DEPTH SEPARATION WITH MULTILAYER MEAN-FIELD NETWORKS

Abstract

Depth separation-why a deeper network is more powerful than a shallower onehas been a major problem in deep learning theory. Previous results often focus on representation power. For example, Safran et al. ( 2019) constructed a function that is easy to approximate using a 3-layer network but not approximable by any 2-layer network. In this paper, we show that this separation is in fact algorithmic: one can learn the function constructed by Safran et al. ( 2019) using an overparameterized network with polynomially many neurons efficiently. Our result relies on a new way of extending the mean-field limit to multilayer networks, and a decomposition of loss that factors out the error introduced by the discretization of infinite-width mean-field networks.

1. INTRODUCTION

One of the mysteries in deep learning theory is why we need deeper networks.

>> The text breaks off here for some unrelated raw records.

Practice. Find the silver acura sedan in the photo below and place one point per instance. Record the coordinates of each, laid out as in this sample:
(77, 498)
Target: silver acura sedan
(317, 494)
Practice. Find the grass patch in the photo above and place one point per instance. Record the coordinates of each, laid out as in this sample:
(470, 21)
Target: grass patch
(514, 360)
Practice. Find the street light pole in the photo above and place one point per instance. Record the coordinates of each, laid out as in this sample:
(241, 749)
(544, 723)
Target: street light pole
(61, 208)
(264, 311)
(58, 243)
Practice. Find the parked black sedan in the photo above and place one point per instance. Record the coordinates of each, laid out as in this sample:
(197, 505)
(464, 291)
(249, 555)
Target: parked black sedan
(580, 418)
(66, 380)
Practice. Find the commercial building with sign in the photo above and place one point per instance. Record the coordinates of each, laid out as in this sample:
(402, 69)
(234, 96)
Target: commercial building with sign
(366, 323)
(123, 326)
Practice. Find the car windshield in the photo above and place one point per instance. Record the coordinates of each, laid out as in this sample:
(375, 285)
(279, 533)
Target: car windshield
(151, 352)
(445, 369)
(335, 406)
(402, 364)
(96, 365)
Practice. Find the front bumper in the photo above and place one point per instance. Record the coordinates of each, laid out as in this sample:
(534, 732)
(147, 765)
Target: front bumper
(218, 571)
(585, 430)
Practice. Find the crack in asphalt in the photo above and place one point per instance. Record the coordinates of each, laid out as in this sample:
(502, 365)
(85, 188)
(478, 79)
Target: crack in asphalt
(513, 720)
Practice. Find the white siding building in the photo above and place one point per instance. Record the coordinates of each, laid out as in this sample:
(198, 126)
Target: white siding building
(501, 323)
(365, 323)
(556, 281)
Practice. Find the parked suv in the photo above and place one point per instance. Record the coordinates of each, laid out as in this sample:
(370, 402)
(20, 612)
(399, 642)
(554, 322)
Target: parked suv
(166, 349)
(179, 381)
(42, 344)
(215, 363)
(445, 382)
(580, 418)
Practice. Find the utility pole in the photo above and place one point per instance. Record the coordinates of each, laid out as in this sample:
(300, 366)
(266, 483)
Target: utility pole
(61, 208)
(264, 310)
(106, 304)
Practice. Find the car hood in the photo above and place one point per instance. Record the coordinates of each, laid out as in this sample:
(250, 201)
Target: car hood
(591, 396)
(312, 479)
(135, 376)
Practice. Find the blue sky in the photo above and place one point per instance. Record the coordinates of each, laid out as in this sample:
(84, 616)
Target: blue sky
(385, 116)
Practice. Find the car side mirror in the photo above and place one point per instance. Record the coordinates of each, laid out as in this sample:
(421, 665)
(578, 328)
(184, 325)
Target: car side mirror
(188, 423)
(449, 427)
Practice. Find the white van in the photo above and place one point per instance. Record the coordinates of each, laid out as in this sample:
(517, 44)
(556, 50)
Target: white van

In the early attempts, researchers showed that deeper networks can represent functions that are hard for shallow networks to approximate (Eldan & Shamir, 2016; Telgarsky, 2016; Poole et al., 2016; Daniely, 2017; Yarotsky, 2017; Liang & Srikant, 2017; Safran & Shamir, 2017; Poggio et al., 2017; Safran et al., 2019; Malach & Shalev-Shwartz, 2019; Vardi & Shamir, 2020; Venturi et al., 2022; Malach et al., 2021) . In particular, seminal works of Eldan & Shamir (2016) ; Safran et al. (2019) constructed a simple function (f * (x) = ReLU(1 -∥x∥)) which can be computed by a 3-layer neural network but cannot be approximated by a 2-layer network. However, these results are only about the representation power of neural networks and do not guarantee that training a deep neural network from reasonable initialization can indeed learn such functions. In this paper, we prove that one can train a neural network that approximates f * (x) = ReLU(1 -∥x∥) to any desired accuracy -this gives an algorithmic separation between the power of 2-layer and 3-layer networks. To analyze the training dynamics, we develop a new framework to generalize mean-field analysis of neural networks (Chizat & Bach, 2018; Mei et al., 2018) to multiple layers. As a result, all the layer weights can change significantly during the training process (unlike many previous works on neural tangent kernel or fixing lower-layer representations). Our analysis also gives a decomposition of loss that allows us to decouple the training of multiple layers. In the remainder of the paper, we first introduce our new framework for multilayer mean-field analysis, then give our main result and techniques. We discuss several related works in the algorithmic aspect for depth separation in Section 1.3. Similar to standard mean-field analysis, we first consider the infinite-width dynamics in Section 3, then we discuss our new ideas in discretizing the result to a polynomial-size network (see Section 4).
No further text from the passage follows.